Researchers hope the data will speed the understanding of how the brain affects behaviour.

Multicoloured EM reconstruction of Drosophila neurons in the brain by the Full Adult Fly tracing community.

An adult fruit-fly brain in all its glory.Visualization: Philipp Schlegel, Drosophila Connectomics Group, Cambridge


Scientists have produced a 3D image of a fruit fly’s brain that’s so detailed, researchers can trace connections between neurons across the entire organ.

Fruit flies (Drosophila melanogaster) display a suite of complex behaviours, including courtship dances and learning1. But understanding the neural networks that drive these behaviours remains a challenge. The data from this image, published on 19 July in Cell2, resolved the insect’s brain down to individual cells — revealing some neurons that have never been seen before. This offers scientists a new tool with which to study fruit-fly behaviour and allows them to compare the insects’ neural networks with that of other species.

Researchers cut a fly’s brain — roughly the size of a poppy seed — into more than 7,000 slices and shot a beam of electrons through the sample. A high-speed camera captured high-resolution pictures of each slice — a process never used before — generating roughly 21 million images that the team stitched together using custom computer software.

Small brain, big value

A picture with this level of detail is a precious resource, says Tomoko Ohyama, a neurobiologist at McGill University in Montreal, Canada. She acknowledges the difficulty in producing such a huge data set, but also emphasizes that it’s a stepping stone to completely understanding fruit-fly behaviour.

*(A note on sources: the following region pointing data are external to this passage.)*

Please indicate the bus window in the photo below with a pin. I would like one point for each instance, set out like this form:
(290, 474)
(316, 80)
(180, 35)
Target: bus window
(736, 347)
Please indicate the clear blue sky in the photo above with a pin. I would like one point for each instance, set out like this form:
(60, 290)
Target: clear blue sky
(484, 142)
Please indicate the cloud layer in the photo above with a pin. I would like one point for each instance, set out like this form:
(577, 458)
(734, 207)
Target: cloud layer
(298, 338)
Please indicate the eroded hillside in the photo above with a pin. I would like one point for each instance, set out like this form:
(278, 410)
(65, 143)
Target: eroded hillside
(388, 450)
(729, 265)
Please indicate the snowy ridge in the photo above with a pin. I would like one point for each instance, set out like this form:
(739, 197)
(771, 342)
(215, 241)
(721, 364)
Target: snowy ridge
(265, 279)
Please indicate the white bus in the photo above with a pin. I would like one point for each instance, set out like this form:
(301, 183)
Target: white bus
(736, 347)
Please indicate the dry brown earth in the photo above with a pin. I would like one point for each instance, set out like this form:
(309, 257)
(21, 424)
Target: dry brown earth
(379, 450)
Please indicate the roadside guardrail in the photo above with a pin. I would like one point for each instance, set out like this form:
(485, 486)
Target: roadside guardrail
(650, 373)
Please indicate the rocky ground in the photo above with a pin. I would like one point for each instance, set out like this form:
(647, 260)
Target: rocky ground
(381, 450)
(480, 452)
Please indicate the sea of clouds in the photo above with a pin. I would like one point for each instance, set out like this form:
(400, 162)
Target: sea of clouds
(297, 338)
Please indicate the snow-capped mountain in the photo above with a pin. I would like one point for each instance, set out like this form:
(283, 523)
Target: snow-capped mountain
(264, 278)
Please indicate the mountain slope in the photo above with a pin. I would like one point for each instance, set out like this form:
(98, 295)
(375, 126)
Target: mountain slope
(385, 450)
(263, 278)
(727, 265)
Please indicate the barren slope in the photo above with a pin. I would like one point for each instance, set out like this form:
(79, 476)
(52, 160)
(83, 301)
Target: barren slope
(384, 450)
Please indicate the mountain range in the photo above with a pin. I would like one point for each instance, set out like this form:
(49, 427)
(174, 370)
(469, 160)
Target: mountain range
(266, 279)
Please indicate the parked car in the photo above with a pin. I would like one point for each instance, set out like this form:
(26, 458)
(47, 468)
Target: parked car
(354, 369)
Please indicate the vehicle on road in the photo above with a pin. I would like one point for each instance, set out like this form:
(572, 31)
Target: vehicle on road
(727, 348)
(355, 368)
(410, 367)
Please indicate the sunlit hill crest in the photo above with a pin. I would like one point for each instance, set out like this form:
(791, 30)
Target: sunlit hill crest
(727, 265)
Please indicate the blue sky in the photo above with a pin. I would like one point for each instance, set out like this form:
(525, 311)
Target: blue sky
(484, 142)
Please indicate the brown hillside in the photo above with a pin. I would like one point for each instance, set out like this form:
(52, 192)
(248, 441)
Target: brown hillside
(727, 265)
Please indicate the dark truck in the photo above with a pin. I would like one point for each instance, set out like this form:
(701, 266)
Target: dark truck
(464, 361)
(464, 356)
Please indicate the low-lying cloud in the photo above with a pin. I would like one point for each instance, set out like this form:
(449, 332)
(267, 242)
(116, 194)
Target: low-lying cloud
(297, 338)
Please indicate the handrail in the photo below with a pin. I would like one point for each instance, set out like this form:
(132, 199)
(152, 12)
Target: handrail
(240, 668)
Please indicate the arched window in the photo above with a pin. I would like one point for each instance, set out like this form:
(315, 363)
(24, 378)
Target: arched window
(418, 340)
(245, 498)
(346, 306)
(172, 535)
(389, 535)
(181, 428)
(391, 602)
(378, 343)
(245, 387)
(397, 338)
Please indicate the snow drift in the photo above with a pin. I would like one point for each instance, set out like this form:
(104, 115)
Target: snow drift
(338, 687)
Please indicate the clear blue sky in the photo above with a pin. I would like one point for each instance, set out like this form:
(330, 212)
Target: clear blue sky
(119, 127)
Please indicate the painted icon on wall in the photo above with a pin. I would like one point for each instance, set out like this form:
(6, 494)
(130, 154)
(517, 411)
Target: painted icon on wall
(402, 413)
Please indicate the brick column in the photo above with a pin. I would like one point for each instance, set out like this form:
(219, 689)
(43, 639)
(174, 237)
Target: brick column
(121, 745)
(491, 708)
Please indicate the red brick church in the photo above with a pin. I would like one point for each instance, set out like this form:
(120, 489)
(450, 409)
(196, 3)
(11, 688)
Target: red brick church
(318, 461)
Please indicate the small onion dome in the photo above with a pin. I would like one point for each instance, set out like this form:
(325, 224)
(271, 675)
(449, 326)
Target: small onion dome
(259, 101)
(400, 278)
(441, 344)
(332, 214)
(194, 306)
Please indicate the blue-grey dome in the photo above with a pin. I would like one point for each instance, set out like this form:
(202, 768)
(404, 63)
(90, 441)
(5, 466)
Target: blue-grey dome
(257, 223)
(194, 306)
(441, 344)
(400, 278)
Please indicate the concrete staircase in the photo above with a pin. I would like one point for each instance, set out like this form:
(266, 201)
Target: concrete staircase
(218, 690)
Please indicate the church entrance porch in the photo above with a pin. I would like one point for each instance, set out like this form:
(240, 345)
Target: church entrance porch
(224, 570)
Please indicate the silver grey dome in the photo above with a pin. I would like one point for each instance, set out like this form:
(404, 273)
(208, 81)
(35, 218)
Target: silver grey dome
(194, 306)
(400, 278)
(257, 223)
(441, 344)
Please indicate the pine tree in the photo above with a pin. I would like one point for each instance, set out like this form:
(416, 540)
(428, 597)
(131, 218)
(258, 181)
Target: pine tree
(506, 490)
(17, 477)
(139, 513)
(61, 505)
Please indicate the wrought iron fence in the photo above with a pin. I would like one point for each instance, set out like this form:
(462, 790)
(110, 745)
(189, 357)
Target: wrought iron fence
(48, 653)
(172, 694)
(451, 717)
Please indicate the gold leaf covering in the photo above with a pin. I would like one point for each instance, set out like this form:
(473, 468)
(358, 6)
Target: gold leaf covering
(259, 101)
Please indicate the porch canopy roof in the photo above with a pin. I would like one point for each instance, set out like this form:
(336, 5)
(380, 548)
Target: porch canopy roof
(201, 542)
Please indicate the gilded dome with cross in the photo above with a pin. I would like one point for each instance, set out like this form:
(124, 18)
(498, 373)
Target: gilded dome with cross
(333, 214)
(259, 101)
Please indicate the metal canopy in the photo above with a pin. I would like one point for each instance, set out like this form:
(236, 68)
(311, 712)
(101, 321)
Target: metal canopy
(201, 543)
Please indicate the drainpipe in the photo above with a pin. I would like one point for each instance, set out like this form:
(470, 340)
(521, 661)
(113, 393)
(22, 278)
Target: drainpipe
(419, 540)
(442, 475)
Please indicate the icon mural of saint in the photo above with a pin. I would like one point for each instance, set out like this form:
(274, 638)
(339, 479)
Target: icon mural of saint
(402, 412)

These data will allow researchers to identify all the neurons behind a particular behaviour, says study co-author Davi Bock, a neuroscientist at the Howard Hughes Medical Institute’s Janelia Research Campus in Ashburn, Virginia. He likens the team’s image to a circuit diagram for an electronic device. It’s informative only if you understand all the pieces, he says, and scientists currently understand just a few of them.

Bock and his colleagues have made the data publicly available, providing researchers with the scaffolding they need to construct experiments and fill in some of the gaps.

“I think in the next few years, we’re going to see the arrival of very complete wiring diagrams from this data set and others,” Bock says.